After applauding workforce measures in the State Budget, Mr Bidwell said rebuilding workplace culture was crucial.

“If we want to attract the thousands of people needed to deliver the huge pipeline of work ahead, the violence, misogynist and cruel behaviour that was exposed in Geoffrey Watson SC’s report into the culture of the CFMEU must stop for good,” Mr Bidwell said.
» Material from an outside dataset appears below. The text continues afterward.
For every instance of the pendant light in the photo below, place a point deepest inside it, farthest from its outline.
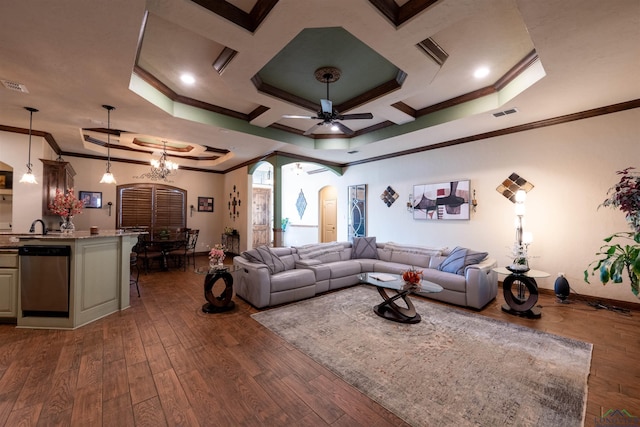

“We strongly condemn the disturbing acts of violence perpetrated by certain members of the union and remain committed to working alongside the Administrator towards sweeping change. We also back the Crisafulli Government’s upcoming CFMEU Commission of Inquiry.

“We stand for a construction industry where unions operate transparently, free from violence, and uphold the rights and safety of workers with integrity and respect. That’s what our sector and the community deserve.”